Neostigmin – Anwendung, Dosierung und Wirkung

Neostigmin – Anwendung, Dosierung und Wirkung

Neostigmin – Anwendung, Dosierung und WirkungDie Wirkung von Neostigmin kennen womögliche viele Leser eher unbewusst, weil das Mittel auch als kleine Dosierung nach der Anästhesie genutzt wird, um zum Beispiel ein Aufwachen ohne Nebenwirkungen zu begünstigen. Es wird also an dieser Stelle ein wenig chemisch, weil die medizinische Wirkung auch biologisch und chemisch von Bedeutung ist. Doch seien Sie sicher, dass wir den Artikel so einfach wie möglich gestalten wollen, damit Sie wissen, wieso das Antidot eingesetzt wird. Es gibt nämlich unterschiedliche Anwendungsgebiete, aber das haben Sie wahrscheinlich angenommen oder?

Anwendung des Neostigmin

In einer geringen Dosierung wird Neostigmin nach der Anästhesie angewandt, um das Aufwachen zu erleichtern sowie ein gewisses Risiko zu vermeiden, welches bei klassischen Narkosemitteln auftreten kann. Risiken bei einer OP sind auch bei klassischen Routineeingriffen möglich, aber das Neostigmin soll dies vermeiden. Nebenher wird das Mittel auch als Antidot genutzt, wenn der Körper Vergiftungserscheinungen aufweist. Bei Obstipation also der Stärkung der Muskeln, wenn sich ein Patient weniger als dreimal wöchentlich entleert, wird die Wirkung des Neostigmin ebenfalls angewandt. Die vielseitige Anwendung mach das Neostigmin also umso wichtiger und folgende Anwendungsgebiete sollten Sie kennen:

  • bei Darmtonie
  • bei Obstipation
  • toxischen Vergiftungen
  • nach der Narkose
  • bei Myasthenia Gravis
  • beim Anticholinerges Syndrom
  • bei Asthma

Das sind die Einsatzgebiete, wo das Neostigmin eingesetzt wird. Die Dosierung unterscheidet sich immer von Fall zu Fall und das Mittel wird meist intravenös ins Blut geleitet, weil die Wirkung schneller ist.

Dosierung des Neostigmin

Klar ist, dass bei Kindern die Dosierung sehr gering ausfallen muss. Kinder kriegen maximal 50µg/kg KG und Erwachsene in der Regel nicht mehr als maximal 0,5 bis 2,0 mg. Es kommt allerdings auf die Ursachen an, wieso das Neostigmin intravenös ins Blut verabreicht werden muss. Das bedeutet, dass bei Myasthenia Gravis pro Dosis nicht mehr als 0,5 mg genutzt werden dürfen und das über den Tag mehrfach verteilt. Bei einer Darmatonie muss ebenfalls geschaut werden, wie viel der Dosierung notwendig ist, aber in der Regel werden hier auch nur wenige Milligramm verschrieben beziehungsweise verabreicht und das zur Stärkung des Antichollerges Syndrom mehrmals täglich.
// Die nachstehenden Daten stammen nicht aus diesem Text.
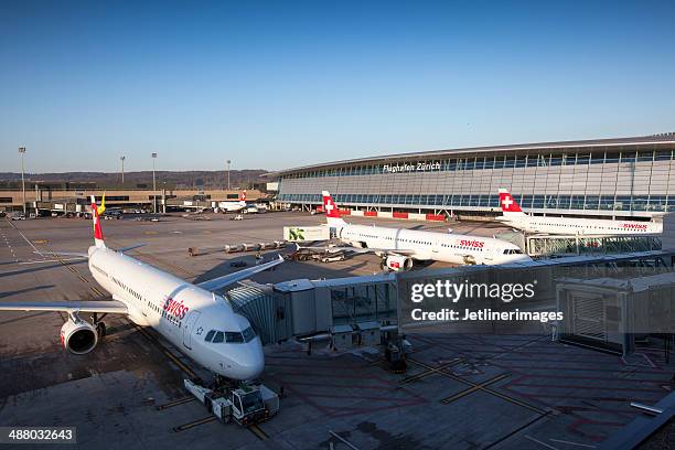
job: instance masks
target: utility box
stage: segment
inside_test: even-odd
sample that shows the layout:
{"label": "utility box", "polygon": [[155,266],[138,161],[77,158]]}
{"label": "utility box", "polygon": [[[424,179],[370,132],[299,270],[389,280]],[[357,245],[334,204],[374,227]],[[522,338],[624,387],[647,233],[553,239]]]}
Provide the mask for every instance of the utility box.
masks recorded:
{"label": "utility box", "polygon": [[561,342],[628,355],[636,336],[675,332],[675,274],[561,278],[556,290]]}
{"label": "utility box", "polygon": [[379,345],[382,333],[379,331],[379,323],[377,322],[364,322],[358,323],[358,331],[361,332],[361,345],[375,346]]}
{"label": "utility box", "polygon": [[354,329],[352,325],[334,325],[331,326],[330,331],[333,336],[333,346],[336,350],[349,350],[354,346],[352,341]]}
Neostigmin in Verbindung mit einem Glaukom

Manchmal reichen Augentropfen bei gewissen Beschwerden am Auge einfach nicht aus. Das Glaukom beweist dies nur allzu gut. Deswegen wird auch hier das Neostigmin oftmals eingesetzt, um die Stärkung des Augenmuskels zu ermöglichen, welches häufig durch Druckbeschwerden auffällig wird. Augenärzte verschreiben allerdings nur Augentropfen und das lindert die Problematik nur bedingt. Das bedeutet, dass auch hier die Problematik wieder mit dem Neostigmin, welches natürlich nur vom Facharzt verabreicht werden darf, verschrieben wird.

Neostigmin ist wirklich in vielen Bereichen eine wichtige intravenöse Anwendung, die man berücksichtigen sollte. Nach einer operativen Maßnahme ist es meist ohnehin so, dass Neostigmin gespritzt wird. Doch bei anderen Erkrankungen wird natürlich erst das medizinische Know-how und die Leitlinien berücksichtigt, ehe es zum Neostigmin geht. Sogar zur Behandlung von Asthma kann das Neostigmin eingesetzt werden, weil die Muskeln des Zwerchfells gestärkt werden. Das zeigt auf, wie vielseitig Neostigmin ist und wieso der Enzymhemmer eingesetzt werden muss.